La comunidad musulmana de Ceuta se movilizó, le organizó las honras fúnebres y recaudó 4.500 euros para enviar a la familia. Pero su madre lo rechazó y rogó que gastaran ese dinero en enviarle el cuerpo de su hijo a su pueblo, para enterrarlo con los suyos y poder acudir a rezar junto a su tumba. No hubo manera de convencerla, a pesar de que con esa cantidad hubiera podido montar un negocio que resolviera el futuro de los suyos, ya que el sueldo medio en Pakistán roza los 50 euros.

Haciendo la cuenta de la vieja, si el salario mínimo en España son 600 euros, la donación representaba pa-ra la viuda pakistaní unos 54.000 euros, 9 millones de las antiguas pesetas.
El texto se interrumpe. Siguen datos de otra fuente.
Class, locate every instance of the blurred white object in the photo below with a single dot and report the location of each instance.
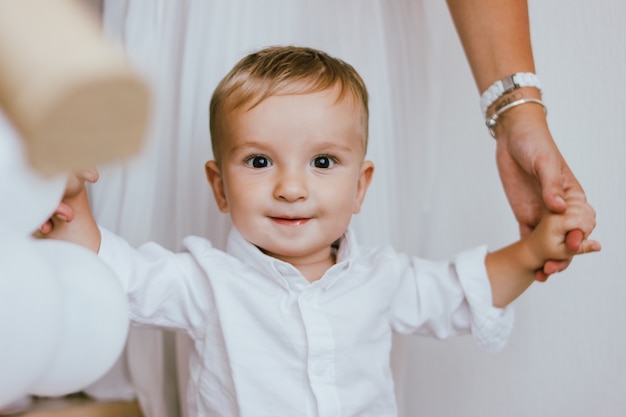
(30, 316)
(94, 321)
(27, 198)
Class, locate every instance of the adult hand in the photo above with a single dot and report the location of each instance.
(534, 174)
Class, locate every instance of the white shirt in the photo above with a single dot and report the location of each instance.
(269, 343)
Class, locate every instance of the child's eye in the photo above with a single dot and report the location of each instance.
(258, 161)
(323, 161)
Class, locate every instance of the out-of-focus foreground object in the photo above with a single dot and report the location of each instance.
(70, 93)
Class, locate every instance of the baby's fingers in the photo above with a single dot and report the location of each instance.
(588, 246)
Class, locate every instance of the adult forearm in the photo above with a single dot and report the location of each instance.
(495, 35)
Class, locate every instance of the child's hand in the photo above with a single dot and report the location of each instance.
(65, 212)
(557, 236)
(72, 220)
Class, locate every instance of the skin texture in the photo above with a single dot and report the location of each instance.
(293, 173)
(495, 35)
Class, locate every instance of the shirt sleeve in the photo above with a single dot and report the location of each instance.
(445, 299)
(164, 289)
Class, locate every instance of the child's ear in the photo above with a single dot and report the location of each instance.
(214, 176)
(365, 178)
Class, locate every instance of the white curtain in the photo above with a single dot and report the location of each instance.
(435, 191)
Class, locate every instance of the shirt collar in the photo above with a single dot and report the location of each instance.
(284, 272)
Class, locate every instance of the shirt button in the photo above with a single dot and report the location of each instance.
(306, 296)
(320, 368)
(283, 269)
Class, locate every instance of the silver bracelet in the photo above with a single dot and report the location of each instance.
(506, 85)
(493, 119)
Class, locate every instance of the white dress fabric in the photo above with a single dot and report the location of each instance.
(409, 57)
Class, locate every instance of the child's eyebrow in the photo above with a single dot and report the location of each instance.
(249, 144)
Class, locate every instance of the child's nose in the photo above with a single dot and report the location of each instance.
(291, 186)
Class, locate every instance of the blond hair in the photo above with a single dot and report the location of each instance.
(283, 70)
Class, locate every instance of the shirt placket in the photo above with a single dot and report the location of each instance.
(321, 347)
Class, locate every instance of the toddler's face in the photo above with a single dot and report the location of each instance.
(293, 173)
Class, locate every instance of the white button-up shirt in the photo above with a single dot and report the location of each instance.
(269, 343)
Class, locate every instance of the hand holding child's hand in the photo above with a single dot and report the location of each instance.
(74, 208)
(561, 236)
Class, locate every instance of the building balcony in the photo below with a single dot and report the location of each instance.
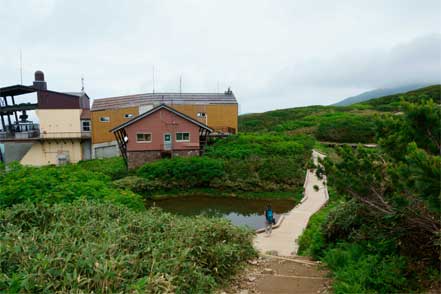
(36, 135)
(64, 135)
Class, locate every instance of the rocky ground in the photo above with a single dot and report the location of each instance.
(274, 274)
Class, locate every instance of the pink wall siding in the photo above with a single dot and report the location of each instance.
(159, 123)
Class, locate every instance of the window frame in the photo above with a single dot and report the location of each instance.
(89, 126)
(143, 141)
(182, 140)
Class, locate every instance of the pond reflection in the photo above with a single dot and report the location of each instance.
(248, 212)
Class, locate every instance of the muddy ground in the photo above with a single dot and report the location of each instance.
(273, 274)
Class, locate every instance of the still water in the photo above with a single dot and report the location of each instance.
(239, 211)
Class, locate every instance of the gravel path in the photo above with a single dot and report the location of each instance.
(283, 240)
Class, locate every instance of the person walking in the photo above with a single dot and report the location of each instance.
(269, 220)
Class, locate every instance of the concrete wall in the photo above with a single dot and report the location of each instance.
(59, 120)
(105, 150)
(47, 152)
(101, 130)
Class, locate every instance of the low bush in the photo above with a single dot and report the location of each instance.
(52, 184)
(356, 270)
(99, 247)
(184, 172)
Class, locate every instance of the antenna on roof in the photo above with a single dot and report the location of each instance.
(153, 79)
(21, 68)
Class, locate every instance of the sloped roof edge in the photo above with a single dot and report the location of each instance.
(161, 106)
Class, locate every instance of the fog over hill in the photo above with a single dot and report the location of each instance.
(379, 93)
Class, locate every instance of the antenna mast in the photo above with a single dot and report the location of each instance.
(153, 79)
(21, 68)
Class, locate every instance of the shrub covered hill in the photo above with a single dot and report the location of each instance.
(345, 124)
(380, 232)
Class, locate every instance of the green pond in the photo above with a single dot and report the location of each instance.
(247, 212)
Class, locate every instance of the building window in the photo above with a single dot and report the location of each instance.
(85, 125)
(143, 137)
(182, 137)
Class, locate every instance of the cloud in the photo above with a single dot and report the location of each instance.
(273, 54)
(414, 62)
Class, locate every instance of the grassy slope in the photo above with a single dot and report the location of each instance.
(353, 122)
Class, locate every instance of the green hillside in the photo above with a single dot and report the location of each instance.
(391, 102)
(355, 123)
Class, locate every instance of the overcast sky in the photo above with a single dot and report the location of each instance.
(273, 54)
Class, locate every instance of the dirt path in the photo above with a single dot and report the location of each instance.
(279, 275)
(283, 239)
(279, 270)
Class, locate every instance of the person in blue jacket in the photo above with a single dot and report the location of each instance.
(269, 220)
La historia de Aser nos habla, primero, del amor de madre y de la integridad moral y de la firmeza en los valores de una sociedad que en Occidente tendemos a considerar arcaica y pobre, atrasada, fanática. Nos dice también mucho acerca de quiénes son esos que vienen a nuestras costas, y se juegan la vida, y llaman a nuestra puerta a pedir pan. A quienes la Policía pide la documentación en la calle antes que a otros, a quienes también la falta de salidas empuja a la ilegalidad, quienes trabajan por menos dinero que los nativos, sin seguros, en empleos que nadie quiere, y quienes están aportando cuotas para pagar nuestras pensiones.

Pero también habla de la necesidad de incorporar a las nuestras políticas de inmigración y a nuestras políticas en general, a nuestro debate público, una serie de valores clásicos que se han quedado anclados en la noche de los tiempos, y que incluso ahora son calificados con desprecio como «buenismo».

Se trata, por ejemplo, de recuperar el concepto clásico de la pietas, la piedad. «Hay que globalizar la justicia, la piedad, la solidaridad», me decía Emilio Lledó cuando le entrevisté. Días después hablamos de esa idea que se me había quedado prendida, como un eco, y me reiteraba su decisiva importancia para la vida, para el pensamiento y para la acción.

La pietas -un término filosófico que ha recorrido el tiempo desde los clásicos- conserva, a pesar de los usos que han hecho los diversos pensadores, desde los más ortodoxos hasta los más renovadores, un sentido profundo de ideal humanístico, el fundamento de toda una ética. Esa posibilidad de compasión, de amistad con el otro, de esfuerzo de comprensión, de empatía hacia los problemas ajenos o generales es también lo que ha de fundamentar la Política, con mayúsculas, y el trabajo de los gobernantes consiste precisamente en crear cauces para que fluya y contagie.

Hay mucho que aprender de la madre de Aser, que llora cada día ante la tumba de su hijo, en unas remotas montañas del Punjab.